Sporkmonger

purveyor of fabulously ambiguous eating utensils

FeedUpdater and FeedTools

Posted by sporkmonger
Written April 13th, 2006

Sitting here at Canada on Rails… Just released two new gems, FeedTools 0.2.24 and FeedUpdater 0.1.0.

I rewrote the HTTP retrieval code for FeedTools, and it now has full support for HTTP proxies as well as basic auth. Even better, I pulled all the HTTP stuff out of the load_remote_feed! method and put it into its own helper module so that the advanced HTTP stuff is available throughout FeedTools. Additionally, in the midst of the rewrite, the strange timeouts that would sometimes occur when caching was enabled, those went away by magic. Yay.

There is also a nice handy new tool I wrote for correctly using FeedTools in a Rails app. It doesn’t have to be used within a Rails app, but certainly, that’s where it will work best. It probably won’t work on Windows though, due to a lack of fork().

To use, sudo gem install feedupdater, then cd to your Rails app and feed_updater install. This will install the feed_updater script into your Rails app’s scripts directory, add a new config file for controlling it, and it unpacks the gems for FeedTools and FeedUpdater into your vendor directory. You will need to also write a new updater script for FeedUpdater.
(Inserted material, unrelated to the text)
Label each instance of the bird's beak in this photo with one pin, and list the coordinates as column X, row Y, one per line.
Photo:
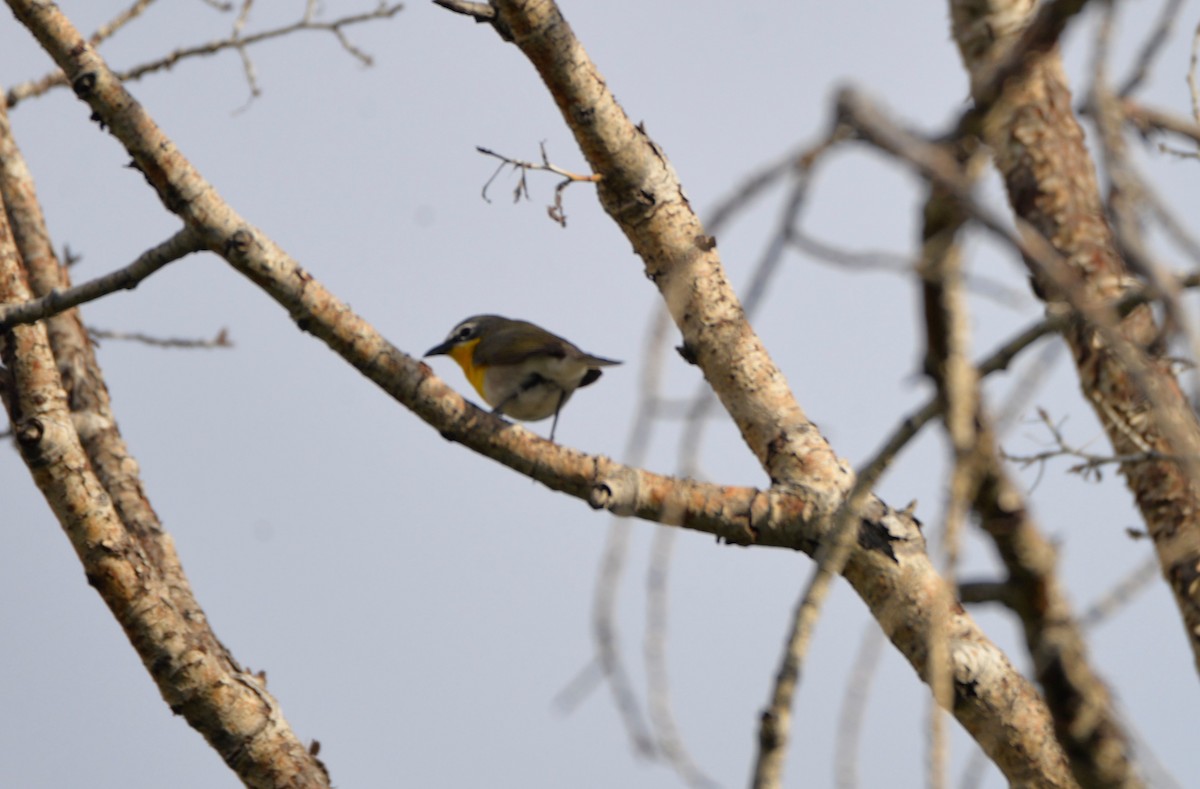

You’ll probably want to put this in your lib folder, and point to it with the config/feed_updater.yml config file.

Note: The install command will overwrite the currently existing feedtools or feedupdater directory in the vendor directory.

Here’s an example file (included with FeedUpdater, in the example directory):

1
2
3
4
5
6
7
8
9
10
11
12
13
14
15
16
17

class CustomUpdater < FeedTools::FeedUpdater
  on_update do |feed, seconds|
    logger.info(
      "Loaded '#{feed.href}'.")
    logger.info(
      "=> Updated (#{feed.title}) in #{seconds} seconds.")
  end
  
  on_error do |href, error|
    logger.info("Error updating '#{href}':")
    logger.info(error)
  end

  on_complete do |updated_feed_hrefs|
  end
end

You would use the on_update method to copy data from the parsed feed into whatever database tables or other locations where it’s required.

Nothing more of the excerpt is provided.